You could find lots of situations where it didn't happen, but when it did happen, you were stuck.

The big shared cache also reduces traffic, compared to separate caches. In the case of a Core 2 Quad, dual-core K8, or L3-less AMD desktop/mobile CPU, if multi threads either needed exclusive access to a few cache lines a lot, or dirtied shared cache lines (causing the next read to need to re-read from the core running the thread writing to them), a lot of cache bandwidth, and a lot of clock cycles, would be wasted just bouncing cache lines around.

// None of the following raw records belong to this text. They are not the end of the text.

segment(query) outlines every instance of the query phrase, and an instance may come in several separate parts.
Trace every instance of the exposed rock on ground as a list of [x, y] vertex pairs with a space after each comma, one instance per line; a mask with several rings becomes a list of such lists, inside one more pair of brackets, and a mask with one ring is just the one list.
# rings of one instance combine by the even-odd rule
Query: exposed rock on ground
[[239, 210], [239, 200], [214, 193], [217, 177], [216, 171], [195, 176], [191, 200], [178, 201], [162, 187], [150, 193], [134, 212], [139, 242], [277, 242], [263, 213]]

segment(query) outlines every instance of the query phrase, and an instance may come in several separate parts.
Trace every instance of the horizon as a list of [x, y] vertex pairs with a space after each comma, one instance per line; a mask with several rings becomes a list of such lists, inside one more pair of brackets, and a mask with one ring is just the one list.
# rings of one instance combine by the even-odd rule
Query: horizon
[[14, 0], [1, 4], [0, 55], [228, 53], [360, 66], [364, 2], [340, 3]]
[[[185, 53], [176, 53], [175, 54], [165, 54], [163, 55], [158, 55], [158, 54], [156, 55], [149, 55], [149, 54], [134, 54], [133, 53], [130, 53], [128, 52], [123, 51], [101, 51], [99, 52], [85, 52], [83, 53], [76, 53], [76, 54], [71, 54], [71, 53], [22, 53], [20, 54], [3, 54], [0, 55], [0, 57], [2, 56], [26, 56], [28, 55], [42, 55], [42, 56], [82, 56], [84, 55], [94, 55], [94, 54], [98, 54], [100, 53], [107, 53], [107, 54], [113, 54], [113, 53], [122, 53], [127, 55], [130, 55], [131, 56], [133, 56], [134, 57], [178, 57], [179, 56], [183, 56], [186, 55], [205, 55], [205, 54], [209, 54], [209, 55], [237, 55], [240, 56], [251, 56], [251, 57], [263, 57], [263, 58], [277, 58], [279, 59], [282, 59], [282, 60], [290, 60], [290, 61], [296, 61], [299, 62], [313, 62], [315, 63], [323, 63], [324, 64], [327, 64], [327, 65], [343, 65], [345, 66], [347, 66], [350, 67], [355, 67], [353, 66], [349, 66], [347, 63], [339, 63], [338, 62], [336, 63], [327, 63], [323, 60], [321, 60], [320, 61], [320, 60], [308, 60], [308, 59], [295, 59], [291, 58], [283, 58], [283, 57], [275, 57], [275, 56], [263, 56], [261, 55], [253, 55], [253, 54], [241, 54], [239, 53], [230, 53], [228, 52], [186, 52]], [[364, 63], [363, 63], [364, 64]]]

Current Intel and AMD shared caches don't entirely get rid of that problem, but they greatly reduce it, since there is a single pool that it must bounce down to, and the thread using it can keep on going while L3's copy (and then the copies for other cores) gets updated.

The only reach catch is complexity: for any given number of cache lines, you will want to have nearly as much associativity as separate caches combined, to keep from running any significant risk of way conflict issues (IE, 16-way for 2 cores that would otherwise have 2 8-way caches, less with more data being shared between threads). Nobody seems to be having problems implementing that, though, these days (do they usually do way-skewed slices, has Moore's Law just made it cheap to do, or what? I'm really ignorant on this part).